Crônicas da Saúde: Caso perdido

 Este poderia ser mais um relato de um caso perdido, como tantos outros que nos deparamos nos noticiários sensasionalistas. E foi essa a impressão que tive quando fiz a primeira visita domiciliar a uma mulher grávida em uma ``biqueira`` (casa de protituição e consumo de drogas), na favela em que atuo como Agente Comunitária de Saúde. Foram cinco visitas até o meu primeiro contato direto com ela, que me recebeu em trajes íntimos, ainda sob o efeito da droga e do álcool, consumidos durante a noite de trabalho às margens da rodovia em que fazia programa. Ostentava uma barriga que sugeria aproximadamente cinco meses de gestação de mais um filho sem pai, filho da Raposo Tavares, como elas mesmas definem as crianças que são concebidas nos programas feitos nas rodovias.
Foi com muita compreensão e carinho que a abordei, pois já sabia, por intuição, que ali estava um grande desafio profissional a ser enfrentado. Eu lhe fiz poucas perguntas e ofereci a minha companhia até uma Unidade de Saúde da Família pra uma consulta de pré-natal. Não tive sucesso, porém consegui que ela aceitasse minha visita para acompanhar a gestação, desde que tivesse autorização do dono  da ``biqueira``.
E lá fui eu negociar com o traficante a permissão.
permissão concedida, voltei no dia seguinte, à tarde, para que ela tivesse tempo de se recuperar dos excessos da noite.
Novo convite, dessa vez, uma resposta positiva. Um lampejo de esperança. Apesar de não saber exatamente o tempo da gravidez, ela queria ouvir o coração do bebê, e eu me apeguei nesse desejo para levá-la à Unidade.
Às duas horas da tarde estava em seu portão com duas sacolas na mão. Uma de comida e outra de roupa, pois ela se queixava de fome e de não ter o que vestir para ir à consulta.
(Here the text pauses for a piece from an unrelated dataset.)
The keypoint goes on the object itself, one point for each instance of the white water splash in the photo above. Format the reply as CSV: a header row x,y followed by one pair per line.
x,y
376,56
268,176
Depois de um banho no vizinho e de comer o pão que eu havia levado, ela se vestiu e saiu sob o olhar curioso de toda uma rua que acreditava ser ela realmente um caso perdido.
Ouvimos o coração do bebê e essa história poderia começar daqui, pois foi nesse exato momento que eu tive certeza de que ela mudaria. Foi atendida pela enfermeira e revelou, enfim, o seu verdadeiro nome. Nascia ali uma cidadã brasileira. Aceitou que agendássemos os exames. Sentiu-se grávida pela primeira vez desde que concebeu aquela vida.
Na manhã seguinte, colheu sangue dentro da ``biqueira``. Eu estava lá, na hora marcada e com a autorização do traficante, que não me via como uma ameaça aos seus negócios. Também cheguei cedo no dia em que eu a levaria para fazer a primeira ultrassonografia, mas ela foi mais rápida e já me aguardava no portão. Foi a primeira vez que não precisei chamá-la, ela já esperava por mim. Naquele dia choramos juntas quando vimos as imagens, que mais pareciam borrões na tela do aparelho de ultrassom. Maria Vitéria chupava dedo dentro da barriga pontiaguda do meu ``caso perdido``. Maria Vitória foi o nome que escolhemos no momento em que descobrimos que uma menina viria ao mundo em mais mais ou menos 13 semanas.
Comprei pão e a levei de volta à ``biqueira``, não tínhamos outra opção. Mas eu sentia que dentro dela algo havia mudado e não seria ali que teria sua filha. Por isso não me surpreendi quando, na manhã seguinte ao ultrassom, instalou-se na casa de uma amiga e permaneceria lá até que sua filha nascesse.. Ela estava mudando, queria ser mãe. Querendo ser gente, como ela mesma dizia. E eu acreditava, tinha que acreditar, mesmo sabendo que das drogas ela ainda não abriria mão.
A sífilis diagnosticada nos exames exigiu da Equipe ação imediata, porém não foi fácil convencê-la a receber o tratamento doloroso para combater a doença, e o parto aconteceu antes que esse tartamento fosse concluido. O que obrigou tratarmos Maria Vitória de sífilis congênita por 14 dias. Foi difícil convencê-la a permitir que seu bebê permanecesse hospitalizado para receber tratamento, mas o instinto de mãe é soberano. Então ela o acompanhou até o dia da alta, de onde elas saíram direto para uma Casa Abrigo Municipal.
Dez dias depois, mãe e filha, portando todos os documentos providenciados pela Assistencia Social, entraram em um carro do Conselho Tutelar e partiram. Não me despedi delas, não pude. Mas a alegria de saber que estavam a caminho de casa, para reencontrar a família, deixada há muitos anos por causa das drogas, ainda guardo no coração. Meu caso não era mais perdido. Hoje, nove meses depois, mãe e filha moram em uma cidadezinha no Estado do Paraná e estão lutando com a vida. Estão se saindo bem.
Ela está aprendendo a ser mãe da Vitória. Não usa mais drogas, não se prostitui, cuida de seu bebê, que cresce como toda criança deve crescer. E eu aprendi que não existem casos perdidos, enquanto acreditarmos  que com muita paciencia, perseverança e muito trabalho, nós, Agentes de Saúde, podemos fazer Saúde da Família.
OBS: Relato à Revista SAÚDE DA FAMÍLIA 25, publicação do Ministério da Saúde, da Agente de Saúde Cátia Auxiliadora Ribeiro, da ESF Progresso, da Secretaria de Saúde de Assis, São Paulo.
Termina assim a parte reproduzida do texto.